No, I think, listen, we're interested in what's going on in China. As I said to you off stage, when I was at Bristol, I ran at Asia Pac, I know the space, and I'm interested to find innovation there that is going on. I think neurology particularly has been a little bit of a lagging place of innovation. Rare, I think actually is sort of bubbling up in terms of opportunity. And we're looking hard at where we can either source innovation and/or expand our ability to do clinical trials outside the U.S. and Europe, again, looking at more global footprints for our clinical trial space. We're looking at everything. And we're a company of 800 people with 4 billion market cap. So again, we have to do that within the bounds of possibility for ACADIA, but I think we are excited to look outside of the U.S. and look at China and Asia and Japan.

Wonderful. We've got a few minutes left. So with that said, is there anything that I should have been asking that I didn't ask?

I think you've been fairly comprehensive. I can't think of any topic that we haven't covered.

I think it's the full gamut.

Okay. Well, maybe one last thing, just give you an opportunity to leave investors with a message.

Yes. I think, listen, we're excited about the opportunity that ACADIA has to drive value inflection points over the next 2 to 3 years, which we think are potentially significant. Liz, I think, showed that at R&D Day. We've got our Q4 results for ACP-101 coming up soon. We have a big readout next year for 204 on our Phase II data. And beyond that, your pin number, 25.

2679...

[ 252679 ]. All the opportunities we have for Phase II and Phase III studies coming up for the next 2 to 3 years. We are a solid now C-suite team of very experienced executives who are here to ensure that we drive and grow the top line for our business, but also really represent those underserved patients who have high unmet medical need in both neurological and rare diseases. And we're excited to bring some new innovation, even more innovation than we've shared already in the coming years.
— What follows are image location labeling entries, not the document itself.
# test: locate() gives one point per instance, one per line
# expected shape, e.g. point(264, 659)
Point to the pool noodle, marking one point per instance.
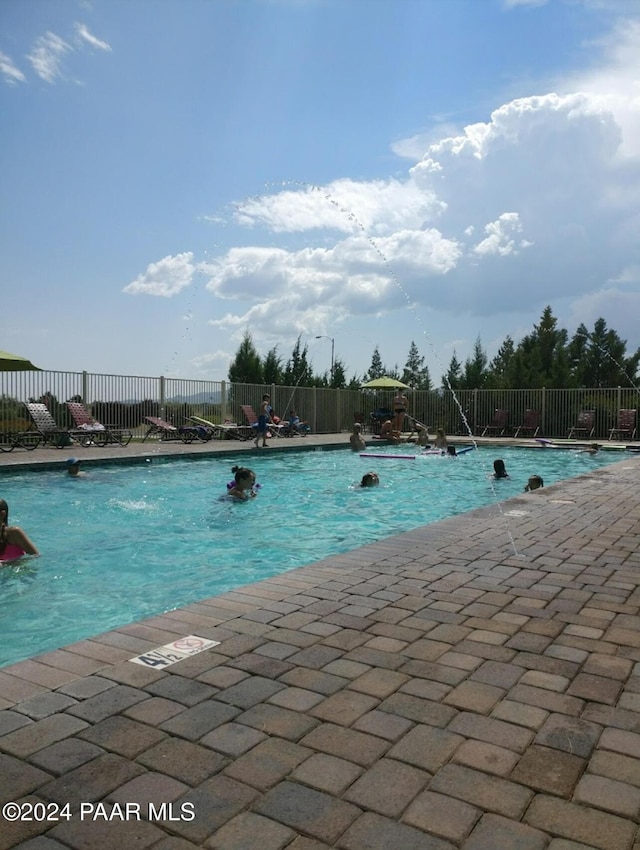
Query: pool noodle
point(396, 457)
point(423, 454)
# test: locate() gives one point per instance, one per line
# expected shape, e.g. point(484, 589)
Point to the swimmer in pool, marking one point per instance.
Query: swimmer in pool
point(534, 483)
point(356, 439)
point(370, 479)
point(441, 439)
point(73, 468)
point(242, 486)
point(14, 543)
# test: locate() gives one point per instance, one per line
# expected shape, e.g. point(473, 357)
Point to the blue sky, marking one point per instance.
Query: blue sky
point(175, 172)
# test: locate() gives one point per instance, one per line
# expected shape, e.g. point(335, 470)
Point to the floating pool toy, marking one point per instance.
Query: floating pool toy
point(395, 457)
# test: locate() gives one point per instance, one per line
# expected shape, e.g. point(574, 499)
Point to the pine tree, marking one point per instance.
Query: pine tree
point(475, 368)
point(297, 372)
point(246, 367)
point(376, 370)
point(272, 367)
point(500, 366)
point(452, 378)
point(415, 373)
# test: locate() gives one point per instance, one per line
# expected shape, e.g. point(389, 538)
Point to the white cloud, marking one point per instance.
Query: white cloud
point(499, 233)
point(537, 205)
point(511, 4)
point(46, 56)
point(165, 278)
point(378, 207)
point(11, 73)
point(84, 36)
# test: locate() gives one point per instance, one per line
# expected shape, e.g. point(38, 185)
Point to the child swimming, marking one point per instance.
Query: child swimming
point(242, 486)
point(14, 543)
point(370, 479)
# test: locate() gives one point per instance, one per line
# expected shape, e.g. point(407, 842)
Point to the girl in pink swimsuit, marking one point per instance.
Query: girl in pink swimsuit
point(14, 543)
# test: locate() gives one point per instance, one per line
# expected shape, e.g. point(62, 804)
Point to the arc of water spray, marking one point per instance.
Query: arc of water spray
point(353, 218)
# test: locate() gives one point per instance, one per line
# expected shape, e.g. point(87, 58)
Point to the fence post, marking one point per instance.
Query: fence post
point(315, 410)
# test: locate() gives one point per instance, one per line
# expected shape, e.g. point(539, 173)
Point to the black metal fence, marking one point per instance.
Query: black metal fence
point(125, 401)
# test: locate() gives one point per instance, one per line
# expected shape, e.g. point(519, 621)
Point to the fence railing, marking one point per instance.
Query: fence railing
point(125, 400)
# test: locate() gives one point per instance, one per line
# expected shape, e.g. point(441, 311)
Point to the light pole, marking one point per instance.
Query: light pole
point(333, 342)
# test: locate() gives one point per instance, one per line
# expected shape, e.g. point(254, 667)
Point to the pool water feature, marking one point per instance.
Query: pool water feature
point(127, 542)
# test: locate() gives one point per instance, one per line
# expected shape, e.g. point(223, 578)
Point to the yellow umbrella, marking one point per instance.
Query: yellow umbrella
point(15, 363)
point(384, 383)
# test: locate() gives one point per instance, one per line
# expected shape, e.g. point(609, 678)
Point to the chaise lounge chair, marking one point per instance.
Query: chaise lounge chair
point(10, 440)
point(46, 426)
point(585, 426)
point(89, 431)
point(226, 431)
point(252, 419)
point(626, 427)
point(530, 424)
point(498, 424)
point(167, 431)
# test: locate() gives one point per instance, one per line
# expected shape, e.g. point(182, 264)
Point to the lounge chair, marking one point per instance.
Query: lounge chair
point(226, 431)
point(530, 424)
point(167, 431)
point(94, 432)
point(252, 419)
point(378, 417)
point(626, 427)
point(585, 426)
point(498, 424)
point(28, 440)
point(46, 426)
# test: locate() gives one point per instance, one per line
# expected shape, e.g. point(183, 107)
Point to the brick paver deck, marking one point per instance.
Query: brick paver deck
point(473, 684)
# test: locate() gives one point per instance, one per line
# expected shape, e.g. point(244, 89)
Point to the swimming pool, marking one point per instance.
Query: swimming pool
point(127, 542)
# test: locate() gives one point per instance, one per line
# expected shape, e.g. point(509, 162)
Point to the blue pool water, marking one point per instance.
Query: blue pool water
point(127, 542)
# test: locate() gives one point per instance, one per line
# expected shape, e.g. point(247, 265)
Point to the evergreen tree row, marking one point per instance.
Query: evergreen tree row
point(546, 357)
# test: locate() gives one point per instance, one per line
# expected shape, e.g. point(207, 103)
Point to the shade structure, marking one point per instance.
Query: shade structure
point(384, 383)
point(15, 363)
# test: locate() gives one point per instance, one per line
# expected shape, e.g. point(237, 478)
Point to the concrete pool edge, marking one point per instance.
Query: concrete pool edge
point(503, 517)
point(434, 667)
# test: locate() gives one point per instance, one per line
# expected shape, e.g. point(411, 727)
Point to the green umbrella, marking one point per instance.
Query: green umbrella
point(384, 383)
point(15, 363)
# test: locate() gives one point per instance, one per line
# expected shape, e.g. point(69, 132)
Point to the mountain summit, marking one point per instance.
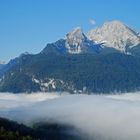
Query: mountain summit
point(115, 34)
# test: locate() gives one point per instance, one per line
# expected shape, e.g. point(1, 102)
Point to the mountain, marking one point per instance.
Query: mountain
point(78, 64)
point(116, 35)
point(75, 42)
point(2, 63)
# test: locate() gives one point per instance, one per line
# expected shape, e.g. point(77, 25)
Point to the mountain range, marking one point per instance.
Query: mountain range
point(105, 60)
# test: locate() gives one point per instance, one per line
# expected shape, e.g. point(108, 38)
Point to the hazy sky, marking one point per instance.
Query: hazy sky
point(28, 25)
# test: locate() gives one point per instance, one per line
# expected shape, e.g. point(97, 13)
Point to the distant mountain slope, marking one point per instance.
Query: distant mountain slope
point(74, 73)
point(77, 64)
point(75, 42)
point(115, 34)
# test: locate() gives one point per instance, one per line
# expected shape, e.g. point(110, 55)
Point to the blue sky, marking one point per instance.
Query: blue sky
point(28, 25)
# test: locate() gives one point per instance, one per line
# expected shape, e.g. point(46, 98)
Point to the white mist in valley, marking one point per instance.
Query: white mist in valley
point(101, 117)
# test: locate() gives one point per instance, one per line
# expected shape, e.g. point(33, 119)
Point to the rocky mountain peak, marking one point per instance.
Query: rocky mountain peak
point(115, 34)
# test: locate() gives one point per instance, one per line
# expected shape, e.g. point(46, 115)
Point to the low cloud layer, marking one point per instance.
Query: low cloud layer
point(101, 117)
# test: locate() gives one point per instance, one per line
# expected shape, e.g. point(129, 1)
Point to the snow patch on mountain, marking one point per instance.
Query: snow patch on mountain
point(115, 34)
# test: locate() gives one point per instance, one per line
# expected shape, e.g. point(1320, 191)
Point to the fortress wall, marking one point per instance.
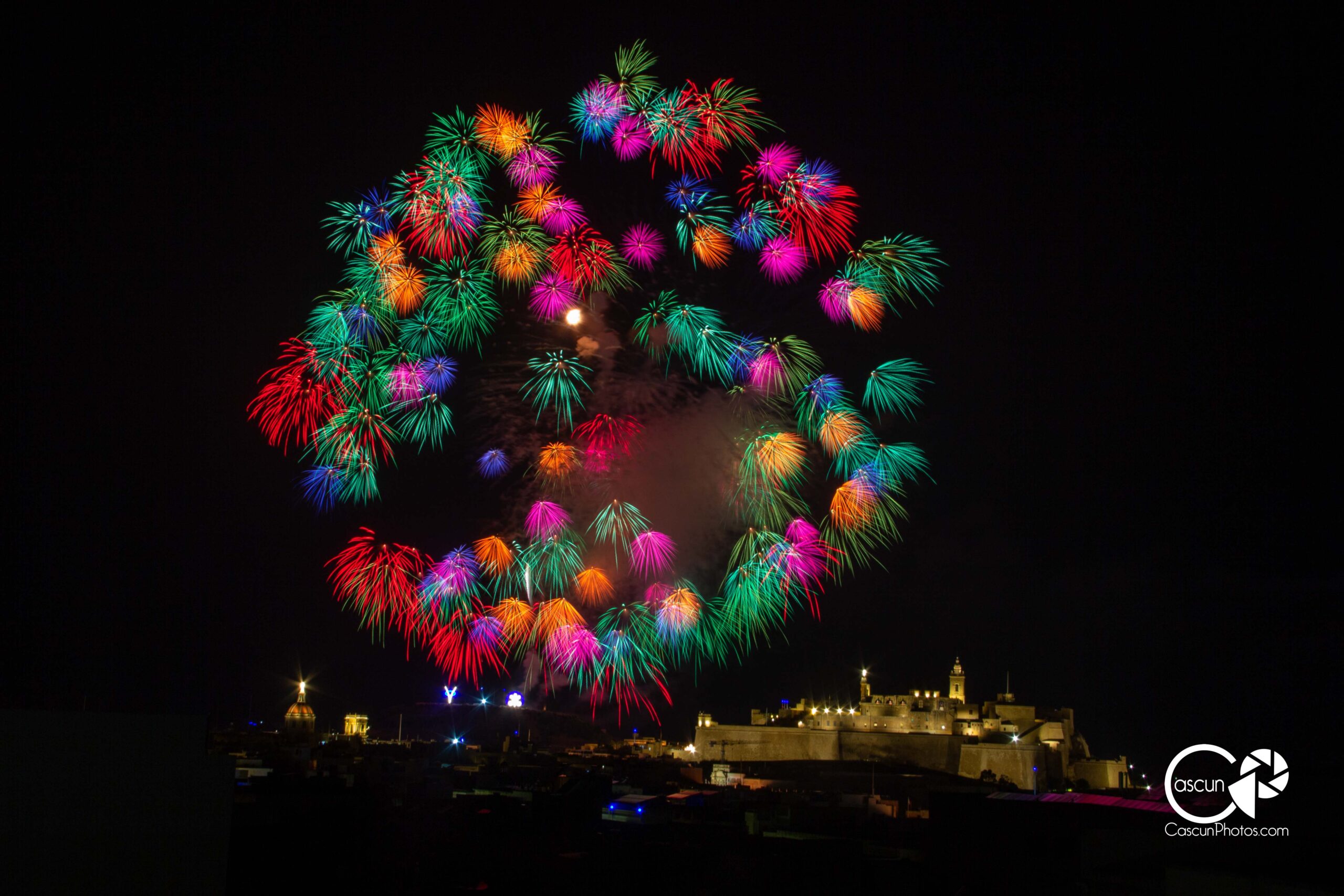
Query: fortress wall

Well, wonderful. We're 1 or 2 minutes early, but I think that's...

Could I explain my pin really...

That would be great.

Just for anyone who didn't catch that at R&D Day, 2 is the number of currently marketed products that we have. 9 is the number of disclosed programs. There are more undisclosed programs. 7 is the number of Phase II and Phase III starts that we expect to have in the next couple of years, and 6 is the number of Phase II and Phase III readouts we expect between now and 2027.

Nicely done, Liz, well remembered.

All right. Well, thank you team. It's been wonderful to host you, and thanks for attending our conference. Most appreciated.

Thank you, guys. Appreciate the time.